In North Carolina, in order for someone other than the parents of a child to receive custody, including grandparents, there must be evidence that the person or organization trying to gain custody has the best interest of the child in mind. The family law courts will use several factors to make this determination, including incidences of domestic violence, the child’s overall safety, and whether the persons requesting custody are capable of caring for the child.
Filing an order for custody
In order for grandparents to file a custody order in a family law court, they must submit written evidence of the reasons they want to obtain custody. If the birth or adoptive parents are filing a custody order, the courts will not automatically assume that one parent is more fit to raise the child than the other. The courts will consider joint custody no matter which parent requests it.
North Carolina does not necessarily recognize grandparents’ rights, but the courts will allow grandparents to file a custody order depending on the family’s situation.

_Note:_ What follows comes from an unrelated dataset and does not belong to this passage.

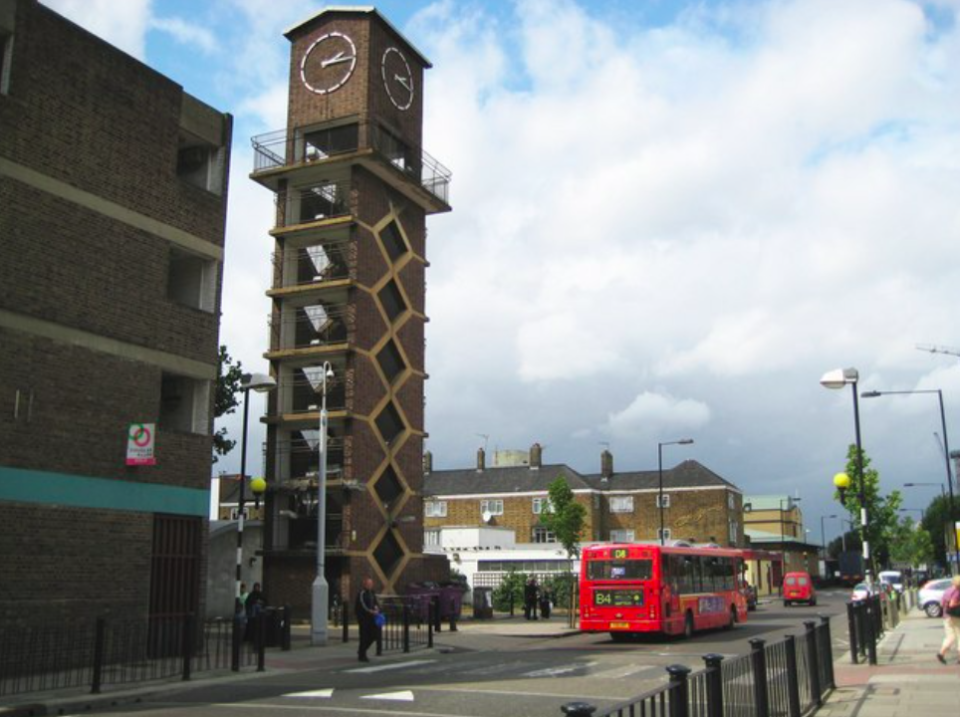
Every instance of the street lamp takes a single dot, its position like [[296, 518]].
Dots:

Reasons grandparents may file for custody
Grandparents may petition the courts for custody of their grandchildren if one or both of the parents are mentally unstable. This instability could be due to drug abuse, alcoholism, or a mental illness. If the parents are unable to care for the child financially due to chronic health issues, grandparents may be able to request custody.
North Carolina courts will also consider grandparent custody if one or more parents has a job that requires extensive travel, such as being in the military. In these cases, the parents may have primary custody when the parent is deployed in another state or country.